Bij Europese aanbestedingen speelt het Uniform Europees Aanbestedingsdocument (UEA) een cruciale rol in het duiden van de geschiktheid van inschrijvers. Dit formulier stelt ondernemers in staat om aan te tonen dat zij voldoen aan te tonen dat zijn voldoen aan de gestelde eisen zonder direct uitgebreide bewijsstukken te overleggen. Voor vennootschappen onder firma (VOF’s) was er lange tijd onduidelijkheid: is één UEA namens de VOF voldoende, of moet elke vennoot afzonderlijk een UEA indienen?
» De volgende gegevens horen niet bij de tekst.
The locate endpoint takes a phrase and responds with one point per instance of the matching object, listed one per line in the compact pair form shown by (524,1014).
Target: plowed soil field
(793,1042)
Dit vraagstuk ontstond doordat BV’s en NV’s slechts één UEA hoeven in te dienen, terwijl de aansprakelijkheidsstructuur bij een VOF anders is. In tegenstelling tot een BV of NV, waar de aansprakelijkheid beperkt blijft tot het bedrijf, zijn vennoten van een VOF persoonlijk aansprakelijk voor schulden. De Hoge Raad heeft op 20 december 2024 een uitspraak gedaan die duidelijkheid biedt over de UEA kwestie.
De zaak
De kwestie ontstond tijdens een Europese aanbesteding voor gymnastiekvervoer, georganiseerd door de gemeenten Weert en Nederweert. Twee bedrijven schreven in, waaronder een VOF. Deze diende slechts één UEA in. Zijn concurrent stelde dat dit onjuist was en dat iedere vennoot van de VOF afzonderlijk een UEA had moeten indienen. Het geschil leidde tot prejudiciële vragen aan het Hof van Justitie van de EU (HvJEU).
Oordeel van het HvJEU
Het Europese Hof stelde vast dat een VOF kan volstaan met één UEA, als zij de opdracht zelfstandig uitvoert met middelen die haar vrijelijk ter beschikking staan en niet afhankelijk is van de middelen of draagkracht van haar vennoten. Wanneer een VOF wél gebruikmaakt van de middelen van haar vennoten, moeten deze vennoten afzonderlijke UEA’s indienen. Daarbij benadrukte het Europese Hof dat eigendom van die middelen niet noodzakelijk is. Vrijelijk gebruik, bijvoorbeeld via huur of lease, is voldoende.
Uitspraak van de Hoge Raad?
De Hoge Raad bevestigde dit oordeel. Een VOF mag één UEA indienen als zij de opdracht zelfstandig kan uitvoeren met middelen die haar door de vennoten zijn overgedragen en waarover zij volledig vrij kan beschikken. Eigendom is dus geen vereiste, zolang de VOF geen beroep doet op de draagkracht van haar vennoten. Dit draagt bij aan een eerlijke en transparante aanbestedingspraktijk.
Belang voor aanbesteders
De uitspraak biedt belangrijke inzichten voor aanbesteders. Aanbesteders moeten onder andere onderzoeken of een VOF bij de uitvoering van de opdracht volledig zelfstandig kan opereren, zonder afhankelijk te zijn van de middelen of draagkracht van haar vennoten. Als dit het geval is, volstaat één UEA namens de uitvoerende vennoot van de VOF’. Indien er echter twijfel bestaat over de zelfstandigheid van de VOF, is het raadzaam expliciet om aanvullende documentatie te vragen om de situatie helder te krijgen.